ICカードを持った住民は窓口でカードを提出し、口頭で必要な書類を申請すれば住民票、印鑑証明書などが印鑑なしで交付を受けることができる。カードに本人の顔写真がプリントされているため本人の確認が容易になり申請書の自署や印鑑を不要にした。
行政窓口サービスメニューは次のとおりである。
[1] 住民票写し閲覧などの申請書 [2] 戸籍の謄本抄本証明書交付請求書 [3] 印鑑証明書交付申請書 [4] 所得証明書交付申請書 [5] 資産証明書交付申請書 [6] 個人基本情報入力照会4.ICカード写真掲載・発行システム
ICカード写真掲載・発行システムはICカード上への顔写真及び氏名・生年月日などの掲載をカードに直接印刷するとともに、個人別の情報をICチップ部に登録するシステムである。一連の作業はディスプレイ装置のガイダンス画面に従い簡単な操作でできるため、市直営で随時カードを発行している。装置の主な機能は次のとおりである。
[1] 顔写真及び文字情報印刷機能
スキャナ又はビデオカメラから読みとった顔写真を直接カード上にカラー印刷する。

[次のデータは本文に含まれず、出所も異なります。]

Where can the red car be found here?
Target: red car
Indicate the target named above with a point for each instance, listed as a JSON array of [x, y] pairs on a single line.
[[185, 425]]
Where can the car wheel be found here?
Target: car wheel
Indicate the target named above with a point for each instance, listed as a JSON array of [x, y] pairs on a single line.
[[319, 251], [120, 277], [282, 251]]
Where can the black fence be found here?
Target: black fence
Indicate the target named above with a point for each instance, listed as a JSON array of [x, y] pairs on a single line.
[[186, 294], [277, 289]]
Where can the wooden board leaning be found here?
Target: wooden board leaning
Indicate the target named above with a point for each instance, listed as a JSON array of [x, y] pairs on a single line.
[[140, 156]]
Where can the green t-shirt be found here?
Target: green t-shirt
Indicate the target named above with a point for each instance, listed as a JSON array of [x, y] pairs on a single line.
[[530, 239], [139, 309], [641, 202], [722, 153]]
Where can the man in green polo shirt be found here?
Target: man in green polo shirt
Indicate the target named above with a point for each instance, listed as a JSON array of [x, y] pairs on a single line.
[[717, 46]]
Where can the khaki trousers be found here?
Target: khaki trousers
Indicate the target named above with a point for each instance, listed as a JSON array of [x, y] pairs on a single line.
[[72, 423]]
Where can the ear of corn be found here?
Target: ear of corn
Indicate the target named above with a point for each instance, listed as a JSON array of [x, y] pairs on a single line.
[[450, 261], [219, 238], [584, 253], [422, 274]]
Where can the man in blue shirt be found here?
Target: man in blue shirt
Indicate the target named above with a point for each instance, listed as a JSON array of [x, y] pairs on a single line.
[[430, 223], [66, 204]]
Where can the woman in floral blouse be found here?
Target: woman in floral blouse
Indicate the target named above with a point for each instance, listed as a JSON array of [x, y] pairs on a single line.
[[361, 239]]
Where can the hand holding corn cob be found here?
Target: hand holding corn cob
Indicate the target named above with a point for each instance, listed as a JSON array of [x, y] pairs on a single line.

又別途読み込んだ文字情報の印刷も同時に行う。
[2] オーバーコート機能
紫外線による変色防止のため、顔写真を透明シールでオーバーコートする。
[3] 磁気ストライプ上へのID情報登録機能
磁気ストライプに個人別情報を登録する。
[4] ICへの個人情報登録機能
ICチップ部への個人基本情報、健康診断情報及び救急情報などの個人情報の登録を行う。5.セキュリティ対策
カード内の情報が行政情報、医療情報といった個人のプライバシーに関するデータであるため、セキュリティ対策は必須である。総合福祉カードシステムでは第三者に情報が洩れないようにするため、カードに記録する情報は全てコード化、暗号化している。また、データの検索は医師や看護婦等にアクセスできる範囲を予め設定したセキュリティカードが配布されておりこのカードと福祉カードとの相互確認があってはじめてカード内の情報が読みとれる仕組みとしている。
6.現状及び今後の計画
前述したように、現在のところ医療の現場では各種データの入力がなされていないが、医療情報はどの程度必要か又、どこまでなら入力(全医療機関で)が可能かなど現在運用しているシステムの見直しも含め、医師会と鋭意協議調整中である。
将来的には全市民を対象にICカードを配布したい考えであるが、計画の第2ステップとして平成5年度に小学生、幼稚園児を対象とした児童用のカードシステムを開発する計画である。